Last Monday Cathy was in her apartment in Dallas lying on a hospital bed. She was surrounded by family members. Patty Montoya, Cathy’s Executive Assistant, was with us. Patty is basically a family member. We’ve adopted her. I kind of like the name Patty Coughlin. It has a nice ring to it. We were saying the Rosary. Mom, in her strong voice, was leading the way. Mom would say the first half of the Hail Mary and we would respond with the second half. Later she would say the first half of the Our Father and we would respond with the second half.

About halfway through saying the Rosary, I looked over at Cathy. Her jaw was moving slightly. Opening and closing just a little. There were no words coming out. There were no sounds coming out. But her jaw was moving. Then it dawned on me that Cathy was saying the Hail Marys and the Our Fathers with us. Cathy was saying the Rosary with us.

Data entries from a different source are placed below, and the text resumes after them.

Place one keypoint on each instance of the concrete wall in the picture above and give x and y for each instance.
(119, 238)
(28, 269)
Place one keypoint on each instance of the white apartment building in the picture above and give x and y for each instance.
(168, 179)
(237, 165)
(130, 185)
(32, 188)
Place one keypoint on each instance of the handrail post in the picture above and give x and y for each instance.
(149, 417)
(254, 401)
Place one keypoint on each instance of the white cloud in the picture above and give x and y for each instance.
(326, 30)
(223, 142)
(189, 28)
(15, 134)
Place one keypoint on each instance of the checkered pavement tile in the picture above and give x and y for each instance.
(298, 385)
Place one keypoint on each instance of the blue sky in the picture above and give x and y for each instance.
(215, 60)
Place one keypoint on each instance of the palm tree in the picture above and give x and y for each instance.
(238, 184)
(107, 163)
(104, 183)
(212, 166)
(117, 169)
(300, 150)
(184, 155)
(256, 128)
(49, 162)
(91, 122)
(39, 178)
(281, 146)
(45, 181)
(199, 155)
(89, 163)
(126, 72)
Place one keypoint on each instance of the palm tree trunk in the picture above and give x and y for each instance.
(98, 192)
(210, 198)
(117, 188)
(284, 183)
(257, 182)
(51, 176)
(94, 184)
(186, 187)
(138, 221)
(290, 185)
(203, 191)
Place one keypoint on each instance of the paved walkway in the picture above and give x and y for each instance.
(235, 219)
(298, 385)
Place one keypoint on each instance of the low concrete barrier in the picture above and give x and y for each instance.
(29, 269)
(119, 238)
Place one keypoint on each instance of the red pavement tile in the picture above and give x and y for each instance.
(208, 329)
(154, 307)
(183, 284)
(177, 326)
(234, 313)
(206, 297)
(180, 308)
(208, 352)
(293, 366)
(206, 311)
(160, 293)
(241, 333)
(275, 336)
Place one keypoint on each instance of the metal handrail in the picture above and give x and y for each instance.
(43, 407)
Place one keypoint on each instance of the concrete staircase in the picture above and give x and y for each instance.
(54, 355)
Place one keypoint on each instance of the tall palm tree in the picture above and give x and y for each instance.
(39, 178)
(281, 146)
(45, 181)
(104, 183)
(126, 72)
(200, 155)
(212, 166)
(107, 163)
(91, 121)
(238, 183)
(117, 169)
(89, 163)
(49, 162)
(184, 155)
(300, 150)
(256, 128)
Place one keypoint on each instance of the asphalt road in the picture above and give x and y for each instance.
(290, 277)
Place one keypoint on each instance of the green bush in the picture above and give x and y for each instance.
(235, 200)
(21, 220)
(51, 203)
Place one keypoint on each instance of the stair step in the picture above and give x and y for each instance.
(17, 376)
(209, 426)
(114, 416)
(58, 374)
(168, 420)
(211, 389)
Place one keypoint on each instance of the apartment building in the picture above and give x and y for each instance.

Cathy cared about her relationship with God all the way until the very end. Her faith in God was rock-solid strong until the very last second. It never wavered.

I don’t think Cathy’s greatest title was Chief Global Marketing Officer for AT&T. I think her greatest title was Chief Caring Person for the World.

Cathy cared.

For me, Cathy was and is a role model of excellence in all areas of life. Of all the nice things she did for me, the nicest thing was showing me The Way of how to live a life of excellence.

Mom and Dad cleared the path for all of us to see what we could be, and Cathy further cleared the path for so many others, including me, to see their own potential and how to live a life of excellence. Now it’s just up to us to go do it.